For the DEAP dataset, we compared our model with state-of-the-art emotion recognition models in valence, arousal dimensions and valence and arousal classification. These models include LResNet [37], an emotion recognition method based on a deep residual network; MMResLSTM [38], a multimodal residual LSTM network for emotion recognition; ERDL [17], a GCN and LSTM network for emotion recognition; ACRNN [39], an attention-based convolutional RNN model; GLFANet [40], a global and local feature aggregation net. We also compared it with two self-supervised emotion recognition frameworks: GANSER, which is based on Generative Adversarial Network [41], and SGMC, which is based on based on group meiosis contrastive learning [12] for EEG-based emotion recognition.

Similar to the DEAP dataset, we selected the five most advanced supervised models and two self-supervised models for comparison on the SEED dataset. These include BiHDM [42], a bi-hemispheric discrepancy model; ResNet18-1D [31], a residual network consisting of 17 convolutional layers and 1 fully connected layer; DGCNN [43], a GCN and LSTM network; RGNN [44], a regularized graph neural network, and CLISA [13], a contrastive Learning method for learning Inter-Subject Alignment. Additionally, GLFANet [40] and SGMC [12] models, which serve as baseline models in the DEAP dataset, are also incorporated.

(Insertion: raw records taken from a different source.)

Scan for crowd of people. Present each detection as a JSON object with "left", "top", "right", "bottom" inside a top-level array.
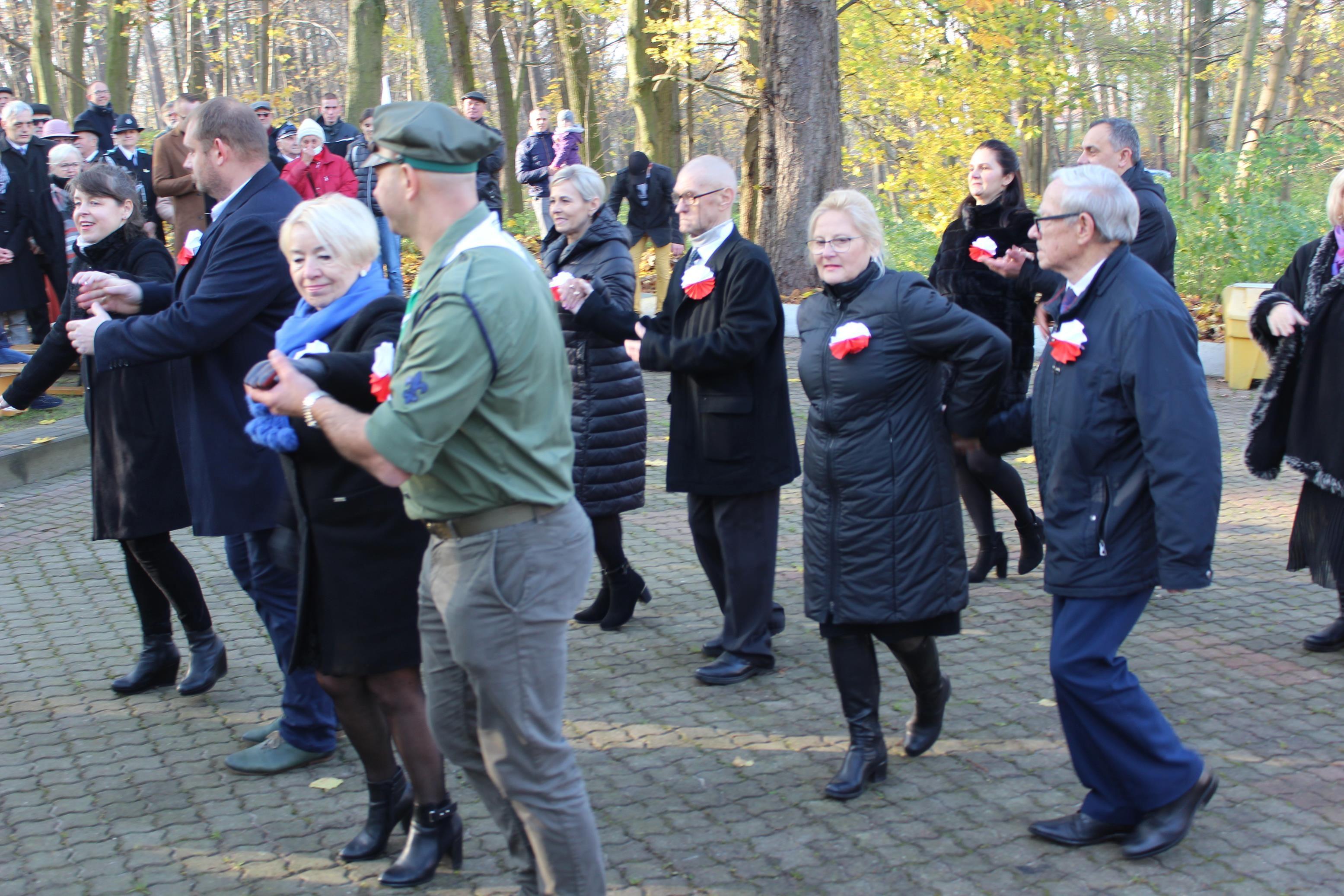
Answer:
[{"left": 0, "top": 73, "right": 1344, "bottom": 893}]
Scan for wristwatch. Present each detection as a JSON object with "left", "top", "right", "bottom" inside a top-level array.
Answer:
[{"left": 304, "top": 389, "right": 331, "bottom": 430}]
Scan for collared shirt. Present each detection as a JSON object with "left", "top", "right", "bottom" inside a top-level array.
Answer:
[
  {"left": 364, "top": 203, "right": 574, "bottom": 520},
  {"left": 691, "top": 217, "right": 734, "bottom": 265}
]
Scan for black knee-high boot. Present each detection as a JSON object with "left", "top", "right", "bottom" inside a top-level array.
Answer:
[
  {"left": 827, "top": 634, "right": 887, "bottom": 799},
  {"left": 891, "top": 637, "right": 952, "bottom": 756}
]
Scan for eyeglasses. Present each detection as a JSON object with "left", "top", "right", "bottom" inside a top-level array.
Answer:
[
  {"left": 672, "top": 187, "right": 727, "bottom": 208},
  {"left": 808, "top": 236, "right": 862, "bottom": 255}
]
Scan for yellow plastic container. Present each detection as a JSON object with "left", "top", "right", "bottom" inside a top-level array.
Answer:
[{"left": 1223, "top": 284, "right": 1274, "bottom": 389}]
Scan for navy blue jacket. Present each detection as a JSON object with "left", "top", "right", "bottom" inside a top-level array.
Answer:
[
  {"left": 981, "top": 246, "right": 1223, "bottom": 598},
  {"left": 513, "top": 130, "right": 555, "bottom": 199},
  {"left": 94, "top": 164, "right": 298, "bottom": 536}
]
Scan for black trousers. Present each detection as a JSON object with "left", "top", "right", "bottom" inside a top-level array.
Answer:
[{"left": 685, "top": 489, "right": 783, "bottom": 669}]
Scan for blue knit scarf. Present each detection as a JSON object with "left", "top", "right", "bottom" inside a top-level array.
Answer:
[{"left": 243, "top": 265, "right": 390, "bottom": 453}]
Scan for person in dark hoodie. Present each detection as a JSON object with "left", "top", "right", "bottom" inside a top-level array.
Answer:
[
  {"left": 74, "top": 80, "right": 117, "bottom": 156},
  {"left": 317, "top": 92, "right": 359, "bottom": 159}
]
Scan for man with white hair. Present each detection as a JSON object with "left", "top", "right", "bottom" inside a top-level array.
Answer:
[{"left": 961, "top": 165, "right": 1222, "bottom": 858}]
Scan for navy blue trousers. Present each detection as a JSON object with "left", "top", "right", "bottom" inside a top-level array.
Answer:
[
  {"left": 1050, "top": 590, "right": 1204, "bottom": 825},
  {"left": 224, "top": 529, "right": 336, "bottom": 752}
]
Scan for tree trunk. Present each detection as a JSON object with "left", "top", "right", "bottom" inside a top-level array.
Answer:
[
  {"left": 28, "top": 0, "right": 64, "bottom": 118},
  {"left": 1236, "top": 0, "right": 1316, "bottom": 183},
  {"left": 406, "top": 0, "right": 454, "bottom": 105},
  {"left": 758, "top": 0, "right": 843, "bottom": 296},
  {"left": 481, "top": 0, "right": 523, "bottom": 217},
  {"left": 443, "top": 0, "right": 475, "bottom": 99},
  {"left": 552, "top": 0, "right": 605, "bottom": 172},
  {"left": 345, "top": 0, "right": 387, "bottom": 120},
  {"left": 102, "top": 3, "right": 132, "bottom": 113}
]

4.1.3. Implementation Details

The experiment was conducted on the Geforce RTX 3090Ti GPU using the pytorch [45] framework. For optimization, we selected the Adam optimizer [46] with a learning rate of 0.001.The experimental setup we adopted bears a resemblance to that of SGMC [12]. During pre-training, we performed 3000 training sessions on two datasets with a batch size of 32. In the spatial contrastive learning framework, based on prior research experience [40], the calibration constant

θ

was set to 6 and was used to normalize the reciprocal distance between EEG channels to a range of (0,1). The hyperparameter

δ

was set to 0.1 in order to exclude channels exhibiting lower correlation. In the temporal contrastive learning framework, based on empirical evidence, we set the value of top-K to 20, indicating that we selected the frequencies corresponding to the top 20 largest amplitudes as representative samples after applying noise reduction. The hyperparameter

τ

for calculating contrast loss was set to 0.1. For fine-tuning, we used a batch size of 256 and trained for a total of 100 epochs. We employed a five-fold cross-validation methodology and calculated the average performance across all five validation iterations as our final experimental result.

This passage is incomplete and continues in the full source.